Şimdi, hayaliniz tepkisiz bir toplum yaratmak, o belli. En büyük hayaliniz bu, aslında birçok hayaliniz var ama toplumun tepkisiz olması en büyük hayaliniz ama hesaba katamadığınız bir şey var. Hesaba katamadığınız şey şu: Türk milletinin ve Türk gençliğinin azmini hesaba katamıyorsunuz. Şimdi, bu sizin intikam yasanız, bir intikam yasası bu. Ben bunun adının bundan sonra intikam yasası olarak konuşulması için bir arzum olduğunu da dile getireyim. Ama hukuk devletinde eğer yasalar intikam esas alınarak yapılırlarsa bunun adı diktatorya oluyor. Yani daha da genişletecek olursak tabii çok daha feci. Şimdi, tarih boyunca, bunun kimseye faydası olmamış. Aslında siz Türk milletine vaatler vererek gelirken yasakları kaldırma sözü vererek geldiniz. On sekiz yıl boyunca gitgide başınıza gelen her hadisede, her yanlışta bunu ortadan kaldırmak ve üzerini örtmek için yeni yasaklarla Türk milletini sınarken işte bugün gelinen noktada her şey ortada, anketler ortada. Yani kalmak ve devam etmek istiyorsanız neden bunun dozunu artırırsınız ben bilemiyorum yani. Gerçekten de çok içtenlikle, kendiniz bakımından da düşünmeye sevk etmesi için bu komisyon görüşmelerinin faydalı olacağını umut ettiğimi söylemem lazım.

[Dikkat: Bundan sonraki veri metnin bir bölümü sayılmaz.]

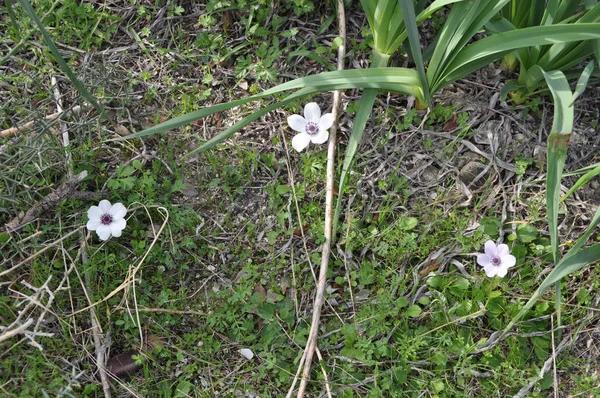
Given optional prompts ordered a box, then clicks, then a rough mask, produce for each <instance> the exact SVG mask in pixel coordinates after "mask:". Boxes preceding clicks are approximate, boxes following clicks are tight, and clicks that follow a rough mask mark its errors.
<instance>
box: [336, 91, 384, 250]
mask: <svg viewBox="0 0 600 398" xmlns="http://www.w3.org/2000/svg"><path fill="white" fill-rule="evenodd" d="M376 96H377V90H365V91H363V94H362V97H361V98H360V101H359V103H358V111H357V112H356V117H355V118H354V125H353V126H352V134H351V135H350V139H349V140H348V145H347V146H346V154H345V155H344V163H343V165H342V174H341V176H340V183H339V186H338V200H337V203H336V206H335V215H334V217H333V231H332V234H331V236H332V239H333V240H334V241H335V239H336V236H337V229H338V224H339V220H340V214H341V213H342V200H343V198H344V191H345V188H346V179H347V178H348V173H349V172H350V169H351V168H352V164H353V162H354V157H355V156H356V152H357V151H358V144H360V140H361V138H362V136H363V133H364V130H365V127H366V125H367V121H368V120H369V116H371V111H372V110H373V104H374V103H375V97H376Z"/></svg>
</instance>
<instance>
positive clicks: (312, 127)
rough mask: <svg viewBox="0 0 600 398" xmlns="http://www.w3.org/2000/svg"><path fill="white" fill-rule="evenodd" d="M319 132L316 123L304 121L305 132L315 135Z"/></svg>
mask: <svg viewBox="0 0 600 398" xmlns="http://www.w3.org/2000/svg"><path fill="white" fill-rule="evenodd" d="M318 132H319V126H318V125H317V124H316V123H313V122H308V123H306V134H308V135H315V134H317V133H318Z"/></svg>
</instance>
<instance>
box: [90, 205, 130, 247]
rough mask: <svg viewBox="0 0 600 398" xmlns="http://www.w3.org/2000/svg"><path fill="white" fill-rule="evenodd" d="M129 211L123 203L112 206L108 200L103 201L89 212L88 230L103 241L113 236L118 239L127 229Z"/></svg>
mask: <svg viewBox="0 0 600 398" xmlns="http://www.w3.org/2000/svg"><path fill="white" fill-rule="evenodd" d="M125 214H127V209H126V208H125V206H123V204H122V203H115V204H114V205H111V204H110V202H109V201H108V200H106V199H104V200H101V201H100V204H99V205H98V206H92V207H90V209H89V210H88V222H87V225H86V226H87V229H88V230H90V231H96V233H97V234H98V237H99V238H100V239H101V240H108V238H110V237H111V236H114V237H115V238H118V237H119V236H121V232H123V229H125V226H126V225H127V221H125Z"/></svg>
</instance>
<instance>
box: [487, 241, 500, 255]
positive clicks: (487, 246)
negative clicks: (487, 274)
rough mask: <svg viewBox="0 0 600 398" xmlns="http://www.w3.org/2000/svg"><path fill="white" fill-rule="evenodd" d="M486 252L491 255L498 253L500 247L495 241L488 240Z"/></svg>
mask: <svg viewBox="0 0 600 398" xmlns="http://www.w3.org/2000/svg"><path fill="white" fill-rule="evenodd" d="M485 254H487V255H488V256H490V257H494V256H497V255H498V248H497V247H496V244H495V243H494V241H491V240H488V241H487V242H485Z"/></svg>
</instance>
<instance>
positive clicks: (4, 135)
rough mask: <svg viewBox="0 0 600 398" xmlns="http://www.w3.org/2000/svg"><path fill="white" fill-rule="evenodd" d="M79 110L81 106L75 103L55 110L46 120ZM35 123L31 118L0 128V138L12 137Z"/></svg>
mask: <svg viewBox="0 0 600 398" xmlns="http://www.w3.org/2000/svg"><path fill="white" fill-rule="evenodd" d="M79 112H81V106H79V105H77V106H74V107H73V108H71V109H67V110H66V111H62V112H55V113H53V114H51V115H48V116H46V121H48V122H51V121H53V120H56V119H58V118H60V117H64V116H66V115H67V114H69V113H73V114H77V113H79ZM35 124H36V121H35V120H32V121H31V122H27V123H25V124H24V125H22V126H19V127H11V128H8V129H6V130H2V131H0V138H8V137H12V136H13V135H16V134H17V133H19V132H21V133H23V132H26V131H28V130H31V129H32V128H34V127H35Z"/></svg>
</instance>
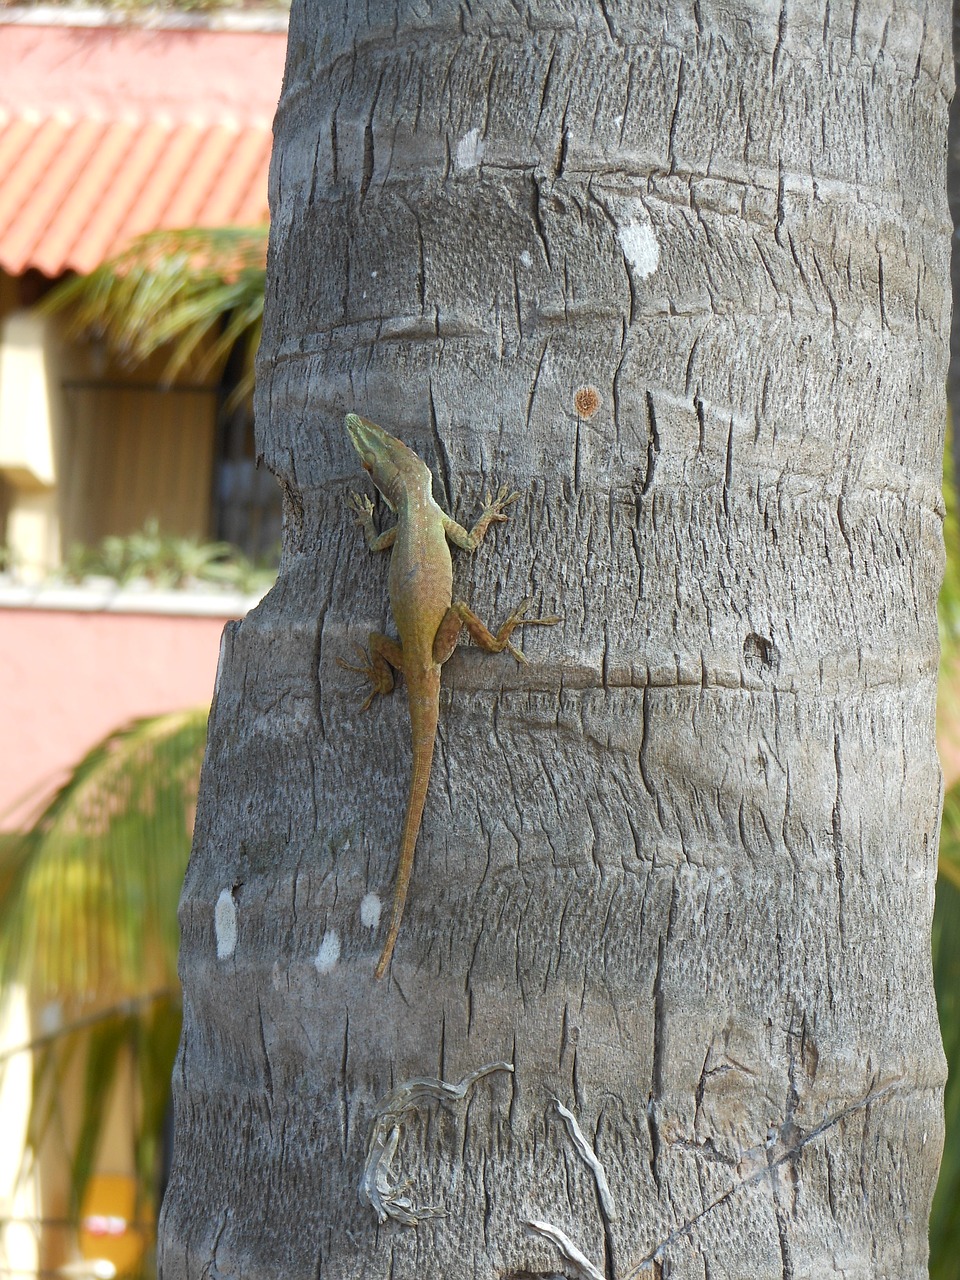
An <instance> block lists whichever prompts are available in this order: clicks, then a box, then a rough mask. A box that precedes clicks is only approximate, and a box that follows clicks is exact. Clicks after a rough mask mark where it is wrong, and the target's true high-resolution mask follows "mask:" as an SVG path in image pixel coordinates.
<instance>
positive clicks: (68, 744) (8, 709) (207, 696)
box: [0, 602, 239, 831]
mask: <svg viewBox="0 0 960 1280" xmlns="http://www.w3.org/2000/svg"><path fill="white" fill-rule="evenodd" d="M229 616H234V617H237V616H239V611H234V612H232V611H229V608H228V607H227V605H224V612H223V613H220V614H219V616H204V617H196V616H195V617H189V616H177V614H170V613H146V612H143V613H134V612H87V611H77V609H65V608H64V609H56V608H50V607H42V608H28V607H14V608H10V607H4V605H3V603H1V602H0V829H6V831H10V829H15V828H17V827H19V826H22V824H24V822H26V820H27V819H28V818H29V815H31V813H32V812H35V809H36V806H37V804H38V803H40V801H41V800H44V799H45V797H46V796H49V795H50V792H51V790H52V788H54V787H55V786H58V785H59V782H60V781H61V780H63V778H64V776H65V773H67V771H68V769H69V768H70V765H73V764H76V763H77V760H78V759H79V758H81V756H82V755H83V753H84V751H86V750H87V749H88V748H91V746H92V745H93V744H95V742H97V741H99V740H100V739H102V737H105V736H106V735H108V733H109V732H110V731H111V730H114V728H116V727H119V726H120V724H124V723H127V722H128V721H131V719H133V718H136V717H140V716H151V714H156V713H159V712H165V710H178V709H180V708H184V707H193V705H205V704H209V701H210V698H211V695H212V689H214V678H215V675H216V660H218V654H219V646H220V634H221V631H223V627H224V622H225V621H227V618H228V617H229Z"/></svg>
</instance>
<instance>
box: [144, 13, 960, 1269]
mask: <svg viewBox="0 0 960 1280" xmlns="http://www.w3.org/2000/svg"><path fill="white" fill-rule="evenodd" d="M951 92H952V60H951V49H950V23H948V10H947V5H946V4H945V3H943V4H933V3H929V4H925V3H923V0H856V3H854V0H850V3H844V0H838V3H835V0H831V3H829V4H826V3H819V0H812V3H808V0H805V3H804V4H792V5H786V6H777V5H773V6H771V5H769V4H767V3H765V0H763V3H762V0H737V4H716V3H710V0H690V3H687V4H685V3H673V0H643V3H640V0H563V3H548V0H509V3H507V0H485V3H484V4H467V3H460V0H417V3H416V4H403V5H398V4H396V3H393V0H364V4H362V5H361V4H355V3H353V0H343V3H340V4H321V3H320V0H294V6H293V13H292V18H291V40H289V58H288V67H287V78H285V86H284V95H283V101H282V104H280V109H279V114H278V120H276V147H275V152H274V164H273V177H271V182H273V191H271V209H273V218H271V246H270V279H269V291H268V293H269V296H268V306H266V314H265V323H264V340H262V347H261V356H260V376H259V402H257V426H259V431H260V449H261V451H262V454H264V458H265V460H266V463H268V466H269V467H271V468H273V470H274V471H275V472H276V474H278V476H279V477H280V479H282V483H283V485H284V492H285V494H287V498H288V502H287V517H288V518H287V527H285V544H284V554H283V568H282V573H280V580H279V582H278V586H276V589H275V590H274V591H273V593H271V594H270V596H269V598H268V599H266V600H265V602H264V604H262V605H261V607H260V608H259V609H257V611H256V612H255V613H253V614H251V616H250V617H248V618H246V620H244V621H243V622H242V623H241V625H239V626H238V627H236V628H234V630H232V631H230V634H229V635H228V636H227V637H225V641H224V649H223V657H221V669H220V678H219V691H218V696H216V705H215V708H214V712H212V717H211V726H210V748H209V754H207V760H206V765H205V771H204V785H202V790H201V796H200V804H198V813H197V823H196V838H195V849H193V856H192V859H191V865H189V872H188V876H187V882H186V886H184V893H183V901H182V909H180V925H182V938H183V942H182V961H180V964H182V972H183V980H184V1030H183V1043H182V1048H180V1056H179V1061H178V1068H177V1076H175V1082H174V1085H175V1106H177V1155H175V1161H174V1170H173V1175H172V1179H170V1184H169V1192H168V1197H166V1203H165V1210H164V1220H163V1226H161V1233H160V1236H161V1238H160V1254H161V1275H163V1280H210V1277H215V1276H220V1277H241V1276H242V1277H243V1280H422V1277H425V1276H429V1277H430V1280H508V1277H509V1280H531V1277H556V1276H558V1275H564V1276H571V1277H572V1276H575V1275H579V1276H580V1277H582V1276H591V1277H593V1280H596V1276H602V1277H603V1280H631V1277H636V1280H657V1277H663V1280H667V1277H668V1280H704V1277H717V1276H731V1275H737V1276H750V1277H751V1280H790V1277H792V1280H809V1277H818V1280H819V1277H822V1276H844V1277H845V1280H879V1277H883V1280H924V1277H925V1272H927V1243H925V1224H927V1213H928V1207H929V1197H931V1193H932V1189H933V1183H934V1178H936V1171H937V1164H938V1156H940V1147H941V1085H942V1080H943V1060H942V1055H941V1050H940V1043H938V1033H937V1021H936V1009H934V1004H933V998H932V987H931V965H929V950H928V940H929V924H931V911H932V901H933V874H934V864H936V850H937V836H938V831H937V803H938V788H940V776H938V768H937V760H936V754H934V746H933V708H934V694H936V659H937V635H936V613H934V604H936V594H937V588H938V581H940V564H941V558H942V538H941V518H942V506H941V499H940V492H938V483H940V448H941V431H942V426H943V396H942V383H943V372H945V355H946V352H945V335H946V323H947V301H948V297H947V282H948V271H947V250H948V223H947V216H946V206H945V200H943V156H945V146H943V141H945V124H946V102H947V100H948V97H950V93H951ZM346 412H357V413H361V415H364V416H366V417H372V419H374V420H376V421H380V422H383V424H384V426H387V428H388V429H390V430H393V431H394V433H396V434H397V435H399V438H401V439H403V440H404V442H407V443H408V444H410V445H411V447H412V448H413V449H415V451H416V452H417V454H419V456H420V457H421V458H422V460H424V462H425V463H426V465H428V466H429V467H430V470H431V472H433V474H434V476H435V477H436V486H435V488H436V499H438V502H442V503H443V504H444V507H445V508H447V509H451V515H452V516H453V517H454V518H458V520H460V518H462V517H466V516H468V515H470V513H472V511H474V509H475V507H476V500H477V499H479V498H480V497H481V495H483V492H484V488H485V485H486V483H488V481H493V480H495V481H498V483H500V481H503V480H507V479H509V481H511V484H512V485H515V486H516V488H517V489H521V490H524V494H525V500H524V508H522V512H517V515H516V516H515V518H513V520H511V522H509V524H508V525H504V526H503V529H502V531H500V532H498V554H497V556H495V557H488V558H484V559H483V561H479V562H477V563H476V564H472V566H471V567H470V572H468V573H461V572H460V567H458V566H457V567H456V568H454V589H456V590H458V591H463V593H465V594H467V596H468V599H467V603H468V604H470V607H471V608H474V609H476V612H477V613H479V614H481V616H484V617H502V616H504V614H506V613H507V612H508V611H509V608H511V605H512V604H513V603H516V600H518V599H524V598H526V596H529V595H532V596H534V604H532V605H531V613H532V614H536V613H539V612H541V611H543V609H541V607H545V608H547V609H550V611H552V609H554V608H556V612H557V613H562V614H563V617H564V621H563V623H562V626H557V627H550V628H541V630H540V631H539V632H538V634H536V635H534V636H532V637H531V640H530V643H529V644H527V645H526V653H527V657H529V658H530V666H529V667H524V668H522V669H518V668H516V667H515V664H513V663H512V660H511V659H509V658H508V657H504V658H499V657H490V655H486V654H479V653H476V652H475V650H474V649H472V648H470V646H466V648H463V649H461V650H458V652H457V654H456V655H454V657H453V658H451V660H449V663H448V664H447V667H445V671H444V676H445V677H447V682H445V686H444V691H443V695H442V709H440V730H439V736H438V744H436V754H435V762H434V771H433V776H431V781H430V787H429V791H428V795H426V803H425V809H424V815H422V827H421V832H420V840H419V845H417V868H416V876H415V878H413V882H412V884H411V892H410V897H408V901H407V905H406V914H404V923H403V929H402V931H401V934H399V937H398V941H397V948H396V952H394V955H393V960H392V965H390V970H389V974H388V975H385V978H384V980H383V982H380V983H375V982H374V977H372V974H374V966H375V965H376V959H378V955H379V954H380V950H381V946H383V941H384V934H385V929H387V927H388V920H387V916H388V914H389V913H388V911H383V910H381V909H380V905H381V904H383V902H387V901H388V900H389V896H390V888H392V883H393V876H394V870H396V847H397V845H396V838H397V829H398V823H399V820H401V814H402V812H403V805H404V800H406V795H407V788H408V783H410V773H408V758H407V755H406V753H404V750H403V749H402V746H403V744H404V742H407V741H408V732H410V728H408V722H407V712H406V707H404V700H403V699H390V700H388V701H385V703H384V705H383V707H381V708H380V710H379V714H378V718H376V721H371V719H369V718H364V717H360V716H358V714H357V712H356V705H355V699H356V689H355V686H353V684H352V681H351V680H349V678H348V677H346V676H344V675H343V672H342V671H340V669H339V668H338V666H337V659H338V658H347V659H349V658H351V653H352V646H353V644H355V643H357V641H362V640H365V639H366V636H367V634H369V632H370V631H371V630H384V628H387V630H388V631H389V632H390V635H393V631H392V627H390V626H389V621H388V614H387V603H385V600H387V567H385V566H384V564H381V563H379V562H378V561H376V558H372V557H367V556H365V554H362V553H358V550H357V547H356V538H355V536H353V530H351V529H349V522H348V520H347V518H344V517H346V512H344V502H346V498H347V494H348V493H349V492H351V489H353V488H355V486H356V463H355V460H353V458H352V457H351V451H349V444H348V442H347V439H346V435H344V433H343V429H342V425H340V424H342V421H343V416H344V413H346ZM457 575H458V576H457ZM393 748H397V749H396V750H393ZM241 884H242V893H241V892H239V891H236V892H234V891H233V890H230V888H229V886H241ZM225 887H227V888H225ZM495 1062H509V1064H512V1066H513V1073H512V1074H509V1075H507V1074H506V1071H504V1073H502V1074H500V1073H497V1074H492V1075H490V1078H489V1080H485V1082H484V1083H483V1085H481V1087H474V1088H472V1089H471V1091H470V1092H468V1093H466V1092H465V1094H463V1097H462V1098H456V1100H454V1098H452V1100H451V1101H454V1102H456V1105H453V1106H442V1105H436V1103H438V1101H439V1097H438V1094H436V1091H438V1089H439V1091H440V1096H445V1094H444V1093H443V1091H444V1089H454V1091H456V1089H460V1088H465V1087H467V1088H468V1082H470V1080H471V1075H470V1073H471V1071H472V1070H474V1068H475V1066H476V1064H495ZM443 1080H454V1082H457V1080H460V1082H461V1084H453V1085H444V1084H443V1083H442V1082H443ZM402 1082H413V1083H415V1084H416V1082H421V1085H422V1082H426V1085H422V1088H424V1089H425V1092H424V1093H422V1094H421V1105H419V1106H412V1105H410V1106H408V1105H407V1103H408V1102H410V1096H408V1094H404V1093H403V1092H402V1089H403V1085H402ZM428 1085H429V1087H428ZM398 1089H401V1093H399V1094H397V1091H398ZM431 1091H433V1092H431ZM392 1100H393V1101H392ZM554 1100H562V1110H558V1108H557V1107H556V1106H554ZM371 1134H372V1138H371V1137H370V1135H371ZM577 1135H579V1137H577ZM369 1139H370V1143H369ZM401 1170H406V1174H407V1176H410V1178H411V1180H412V1181H413V1184H415V1189H412V1188H407V1187H404V1185H403V1184H404V1175H403V1172H402V1171H401ZM361 1187H362V1188H364V1196H365V1198H366V1203H361V1202H360V1199H358V1197H357V1188H361ZM421 1204H422V1206H428V1210H426V1211H424V1210H420V1208H419V1206H421ZM371 1206H372V1207H374V1208H375V1210H376V1212H375V1213H374V1212H371V1211H370V1207H371ZM440 1207H443V1211H444V1213H443V1216H442V1217H440V1216H428V1215H429V1213H433V1212H435V1211H436V1210H439V1208H440ZM614 1210H616V1212H614ZM404 1215H407V1217H408V1219H417V1220H419V1225H417V1226H416V1228H413V1226H412V1221H404ZM380 1219H383V1220H381V1221H380ZM525 1224H534V1225H532V1226H527V1225H525Z"/></svg>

Şimdi, size de bunun faydası olmayacak dedik çünkü Türkiye Cumhuriyetinin yolu belli, Türkiye'nin yolu belli. Türkiye cumhuriyetten vazgeçemez ve böyle dendiği vakit bununla... Tabii vazgeçemediğiniz Türkiye çağdaş bir cumhuriyet, doksan yedi yıl boyunca böyle gelmiş. Çağdaşlık, demokratik bir devletin ancak vatandaşlarını çağdaş yapmakla mümkün oluyor. Bugün ben komisyonda bunun tartışılıyor ve konuşuluyor olmasından; cumhuriyetin, çağdaş vatandaşları olması gereken Türkiye Cumhuriyeti'nin bu yüce kurumunda utanıyorum. Bugün, burada tartışılan konular gibi gelip giden iktidarlar ve demokrasi zemini dışında yaşananlar ve bunalımlar veya sonrası yaşanan ve maalesef bugünlerde de yaşananlarla o günleri çağrıştıran ara rejim dönemlerinde de bu temel, cumhuriyetin temeli sarsılmamış. Temel; yasalar önünde eşitlik, hukukun üstünlüğü, din ve vicdan hürriyetini teminat altına alan laiklik. İşte bunlar cumhuriyetin temelini oluşturuyor ve demokratik cumhuriyetseniz bunlardan vazgeçemezsiniz. Şimdi, siz bununla sadece günceli değil tarihi bile sansürlemeyi amaçlıyorsunuz. Az önce dedim, memleket tarihinde işsizliğin en fazla olduğu, çalışandan daha fazla olduğu bir dönemde tarihi silmek de sizin için bir sansürü genişletmek, geriye dönük tüm hükûmet eleştiri haberlerini silmek ilk planda böyle çok faydalı gibi görünmüş olabilir ama insanların yaşadıklarını silemezsiniz. Biz yaşıyoruz Türkiye Cumhuriyeti'nde bu sorunları. Bakın burada konuşuyoruz, insanlar kahvehanelerde, her yerde konuşuyorlar. Ve Almanya'yı örnek aldığınızı söylüyorsunuz. Ben şimdi sormak istiyorum: Almanya'da "tweet" attığı için acaba bugün cezaevine giren kaç kişi var, kaç kişi hapiste yatıyor? Almanya'yı kriter aldığınız zaman birçok kriterini önünüze almalısınız ve şapkayı indirmelisiniz. Bugün Avrupa Birliğinde kapılar bize kapanmış vaziyette; hani, her şeyiyle örnek alalım.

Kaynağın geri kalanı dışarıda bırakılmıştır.